Depois de tantos dias na cidade, mal pôde, o ciclista extraordinário meteu-se serra acima até uma floresta. O ciclista extraordinário escolheu uma área remota da serra. Aos anos que o ciclista extraordinário não ia para aqueles lados. Apesar da existência de caminhos, o isolamento para aqueles lados é grande. 


(O ciclista extraordinário tentou uma pose heróica mas é fácil de ver que lhe saiu ridícula)

O ciclista extraordinário estava nisto - em pose para a fotografia - quando ouviu logo ali ao lado, a uns 30 metros, um urro, ou um gemido? Um som que se lhe meteu pelo corpo dentro, eriçando-lhe os pêlos. Logo a seguir outra vez, e outra. Mais uns segundos e novamente. Olhou à volta. Uma árvore para trepar? Não, muito altas. Pô-se atento. Um javali? Não, não lhe parecia. Mas os veados não bramam assim.  Às tantas, cauteloso, deu uns passos pela esquerda, por detrás de uns arbustos e viu, logo ali, um gamo aos saltos, subindo a encosta. Nesse momento outra vez o som, como que um protesto. Outro tinha ficado por ali. Estaria ferido? O ciclista extraordinário ficou com a impressão que tinha interrompido qualquer coisa entra os gamos. Para tristeza sua, talvez um love affair.

O caminho para ali chegar tinha-lhe dado água pelas barbas. Íngreme, rochoso e lamacento. De facto, após tantos anos a pedalar naquela serra, o ciclista extraordinário nunca ali tinha passado.



De um lado do caminho, do lado Norte, do lado de baixo, sobre o vale imenso até às serra do Buçaco e daí até à do Caramulo, ...  a luz. O vale inundado de uma luz coada por nuvens altas servia de cenário contra o qual se perfilavam árvores. Apesar da proximidade das árvores a sensação era de grandes horizontes, do horizonte que se percebia até à serra do Caramulo.

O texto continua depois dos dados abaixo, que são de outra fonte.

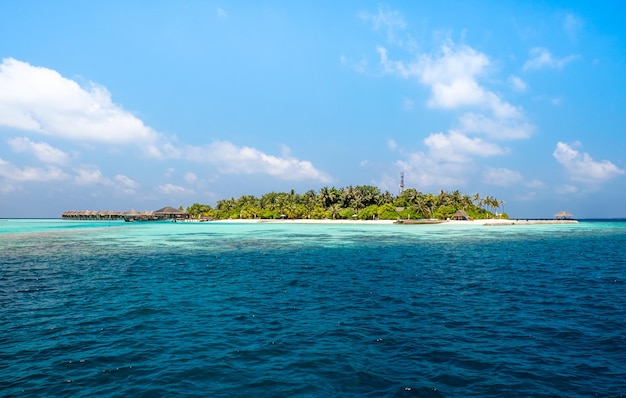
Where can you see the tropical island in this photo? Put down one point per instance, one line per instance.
(363, 202)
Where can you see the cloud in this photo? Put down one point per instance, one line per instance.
(455, 147)
(408, 104)
(540, 58)
(452, 75)
(385, 19)
(191, 178)
(572, 24)
(518, 84)
(27, 174)
(90, 176)
(169, 189)
(509, 129)
(231, 159)
(42, 151)
(40, 100)
(501, 176)
(581, 167)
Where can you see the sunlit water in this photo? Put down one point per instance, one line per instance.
(171, 309)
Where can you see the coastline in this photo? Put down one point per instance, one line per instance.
(485, 222)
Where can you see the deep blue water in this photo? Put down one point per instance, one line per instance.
(170, 309)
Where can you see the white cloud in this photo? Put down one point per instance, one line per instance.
(566, 189)
(572, 24)
(191, 178)
(540, 58)
(90, 176)
(501, 176)
(231, 159)
(518, 84)
(455, 147)
(169, 189)
(582, 167)
(39, 99)
(452, 77)
(12, 172)
(535, 184)
(41, 150)
(126, 181)
(510, 129)
(408, 104)
(385, 19)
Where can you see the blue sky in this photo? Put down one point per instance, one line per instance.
(120, 104)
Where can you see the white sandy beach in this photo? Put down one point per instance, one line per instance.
(486, 222)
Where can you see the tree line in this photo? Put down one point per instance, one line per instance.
(362, 202)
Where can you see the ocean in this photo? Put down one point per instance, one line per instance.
(114, 309)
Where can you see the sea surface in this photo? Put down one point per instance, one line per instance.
(114, 309)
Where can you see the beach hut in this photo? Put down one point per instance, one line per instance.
(169, 212)
(563, 215)
(460, 215)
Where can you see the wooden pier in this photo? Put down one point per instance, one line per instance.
(166, 213)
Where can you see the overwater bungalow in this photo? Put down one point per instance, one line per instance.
(166, 213)
(563, 215)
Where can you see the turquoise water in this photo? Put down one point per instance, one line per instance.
(176, 309)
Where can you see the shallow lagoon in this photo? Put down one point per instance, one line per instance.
(223, 309)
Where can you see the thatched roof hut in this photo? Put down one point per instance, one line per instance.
(563, 215)
(169, 212)
(460, 215)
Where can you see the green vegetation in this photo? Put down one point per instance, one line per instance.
(361, 202)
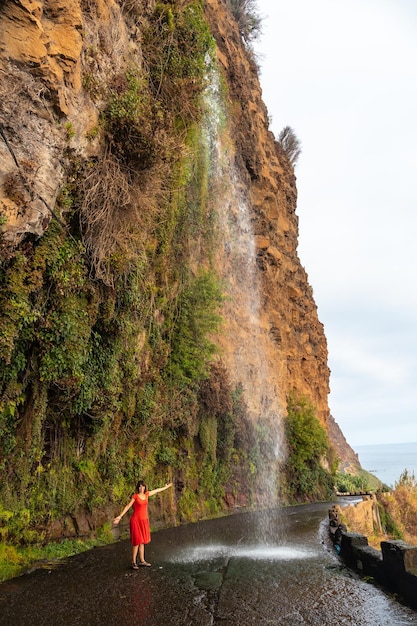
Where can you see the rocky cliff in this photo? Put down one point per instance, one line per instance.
(136, 164)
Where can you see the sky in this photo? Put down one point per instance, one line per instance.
(343, 75)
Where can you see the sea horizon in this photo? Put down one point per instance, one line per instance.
(387, 461)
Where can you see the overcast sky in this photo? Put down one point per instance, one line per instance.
(343, 75)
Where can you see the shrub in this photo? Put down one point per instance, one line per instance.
(289, 145)
(308, 445)
(247, 17)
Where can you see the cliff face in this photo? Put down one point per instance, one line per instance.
(89, 100)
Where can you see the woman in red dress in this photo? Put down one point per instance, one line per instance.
(140, 532)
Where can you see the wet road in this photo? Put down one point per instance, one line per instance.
(213, 573)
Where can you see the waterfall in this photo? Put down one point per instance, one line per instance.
(247, 346)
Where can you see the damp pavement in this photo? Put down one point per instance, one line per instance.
(246, 569)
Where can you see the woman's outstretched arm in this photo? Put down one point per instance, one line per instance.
(154, 491)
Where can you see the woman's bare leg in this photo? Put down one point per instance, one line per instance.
(134, 553)
(142, 554)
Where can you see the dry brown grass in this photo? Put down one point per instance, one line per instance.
(114, 215)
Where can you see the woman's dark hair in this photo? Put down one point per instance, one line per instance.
(141, 483)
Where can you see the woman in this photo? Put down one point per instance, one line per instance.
(140, 532)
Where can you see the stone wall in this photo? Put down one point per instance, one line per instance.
(394, 566)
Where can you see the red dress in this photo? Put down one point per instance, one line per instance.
(140, 531)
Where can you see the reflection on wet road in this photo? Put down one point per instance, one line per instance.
(214, 573)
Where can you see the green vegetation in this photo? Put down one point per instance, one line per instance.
(247, 17)
(361, 482)
(308, 449)
(289, 145)
(15, 560)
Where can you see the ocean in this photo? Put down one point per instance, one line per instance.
(388, 461)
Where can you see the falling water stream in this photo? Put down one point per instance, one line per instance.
(245, 343)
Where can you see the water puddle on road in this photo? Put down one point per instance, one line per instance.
(256, 552)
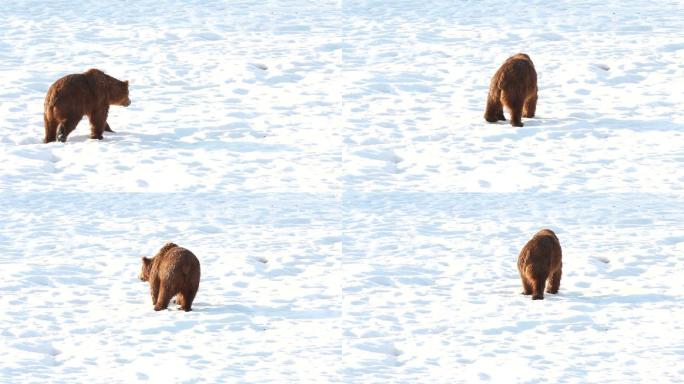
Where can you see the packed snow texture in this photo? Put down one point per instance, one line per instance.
(356, 218)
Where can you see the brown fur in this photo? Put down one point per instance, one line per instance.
(173, 271)
(514, 86)
(541, 260)
(90, 93)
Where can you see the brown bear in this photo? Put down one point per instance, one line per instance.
(514, 86)
(541, 260)
(173, 271)
(90, 93)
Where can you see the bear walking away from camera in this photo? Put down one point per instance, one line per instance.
(540, 261)
(514, 86)
(173, 271)
(90, 93)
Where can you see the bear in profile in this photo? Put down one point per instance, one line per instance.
(514, 86)
(540, 261)
(173, 271)
(90, 93)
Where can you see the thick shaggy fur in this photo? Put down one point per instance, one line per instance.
(90, 93)
(514, 86)
(173, 271)
(540, 261)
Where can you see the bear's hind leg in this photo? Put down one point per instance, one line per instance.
(50, 130)
(154, 289)
(98, 123)
(527, 287)
(188, 296)
(65, 128)
(494, 109)
(530, 107)
(554, 282)
(538, 288)
(164, 297)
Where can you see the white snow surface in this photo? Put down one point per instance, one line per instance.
(355, 217)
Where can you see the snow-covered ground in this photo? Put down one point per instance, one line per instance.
(356, 218)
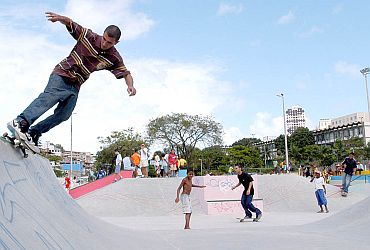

às vezes, a densidade do matagal tapava quase tudo




Do lado de cima, bem, do lado de cima do caminho, era isto


e pequenos riachos por ali abaixo, abrindo caminho por entre pedras, fertilizando musgos e outros seres vivos de beira de água. A natureza desarranjada, intocada, bela.






















A bike que me leva para estes sítios




Horas por ali isolado. Há que confiar na bike. O ciclista extraordinário sentiu ainda os odores orgânicos dos animais, sem os ver (odor parecido ao que se sente junto a um rebanho de ovelhas). Sente-se mas nada se vê, sabendo que os nossos primos mamíferos de quatro patas e um belo ar de cornos andam por ali, seguramente observando-nos. Tão próximos que somos e tanta gente que não percebe isto. Provavelmente tendo consciência de si próprios e com sentimentos de afecto, tal como nós. Ah e o aroma dos musgos e do chão húmido .. e ecos de aves que andavam lá por cima nas árvores.
E não further comments fico-me por aqui.